What moved Blessed John Paul the Great to consecrate Russia, so many years later after the apparitions, precisely when he did? What moved Bishop David Ricken to approve this apparition, so many years later, as our country’s first Marian apparition site, here and now in our day? In both cases, I suspect that there is more behind these events than the personal whims of men. I suspect that both acts are orchestrated for their role in God’s plan.

I don’t think that Mary’s message was meant for Adele alone, such that their relevance passed away with her death. I think Mary is asking similar things from us. But what exactly? Mary’s message focused upon interceding for sinners and teaching the faith.

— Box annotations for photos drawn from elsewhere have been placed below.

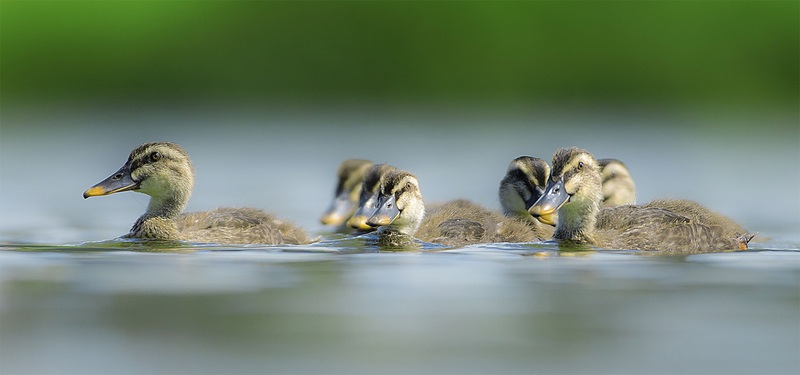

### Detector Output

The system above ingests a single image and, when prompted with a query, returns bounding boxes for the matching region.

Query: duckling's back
[176,207,310,245]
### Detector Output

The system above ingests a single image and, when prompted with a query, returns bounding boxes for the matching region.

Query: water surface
[0,109,800,374]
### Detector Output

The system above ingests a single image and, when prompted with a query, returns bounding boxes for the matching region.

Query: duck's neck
[129,191,191,239]
[378,204,425,236]
[553,195,599,244]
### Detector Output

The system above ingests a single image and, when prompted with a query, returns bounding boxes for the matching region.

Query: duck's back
[176,207,310,245]
[416,200,538,246]
[595,200,746,252]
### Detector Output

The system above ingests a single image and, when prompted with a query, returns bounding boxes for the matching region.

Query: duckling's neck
[130,191,191,239]
[378,202,425,236]
[553,195,599,244]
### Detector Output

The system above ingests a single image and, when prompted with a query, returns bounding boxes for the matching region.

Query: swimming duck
[319,159,372,229]
[347,164,397,232]
[498,156,558,239]
[597,159,636,207]
[530,147,755,252]
[83,142,310,244]
[367,170,537,246]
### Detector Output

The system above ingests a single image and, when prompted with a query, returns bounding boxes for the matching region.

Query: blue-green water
[0,109,800,374]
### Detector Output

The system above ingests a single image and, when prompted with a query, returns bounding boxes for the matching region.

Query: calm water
[0,109,800,374]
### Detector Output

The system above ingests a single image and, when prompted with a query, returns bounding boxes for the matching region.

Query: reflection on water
[0,106,800,374]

Mary the Queen of Heaven, prays for the conversion of sinners, and she wishes you to do the same. You receive Holy Communion, and that is well. But you must do more. First, regularly receive the sacrament of reconciliation, for the sinner whose conversion you are most responsible for is you. I suggest going once a month, for it is effective for growing in holiness.

Next, in this state of grace, offer holy Communions for the conversion of sinners. At every Mass, the priest has an intention for which he is offering the sacrifice. This is a person or group that he asks to be graced, or a problem or need he asks to be helped, by this offering of Jesus’ sacrifice. At every Mass that you attend, you can also offer an intention of your own. Offer some of your holy Communions for the conversion of sinners. And, like the children of Fatima, you can offer your daily sacrifices, burdens borne or pleasures foregone to help those far from God. In doing this, you follow Jesus, who suffered what He endured in order to save others.

Mary also told Adele: “Gather the children in this wild country and teach them what they should know for salvation.” Anyone who faith is immature is still a child in the faith. You can help teach them. Mary told Adele to ‘teach children their catechism, how to sign themselves with the sign of the Cross, and how to approach the sacraments.’ For children you will do one way, for adults, another, but you have something to offer them all; your children and relatives, your coworkers and acquaintances. As Mary said, “Go and fear nothing. I will help you.”

And finally, if and when a new firestorm afflicts our land, or when personal firestorms erupt in the lives of those we love, lead them to take refuge in Jesus through Mary. Confession and holiness of life, holy offerings and penances for sinners, teaching the faith to all, and leading them all to Jesus with Mary—this was Adele’s mission, and it is our mission too.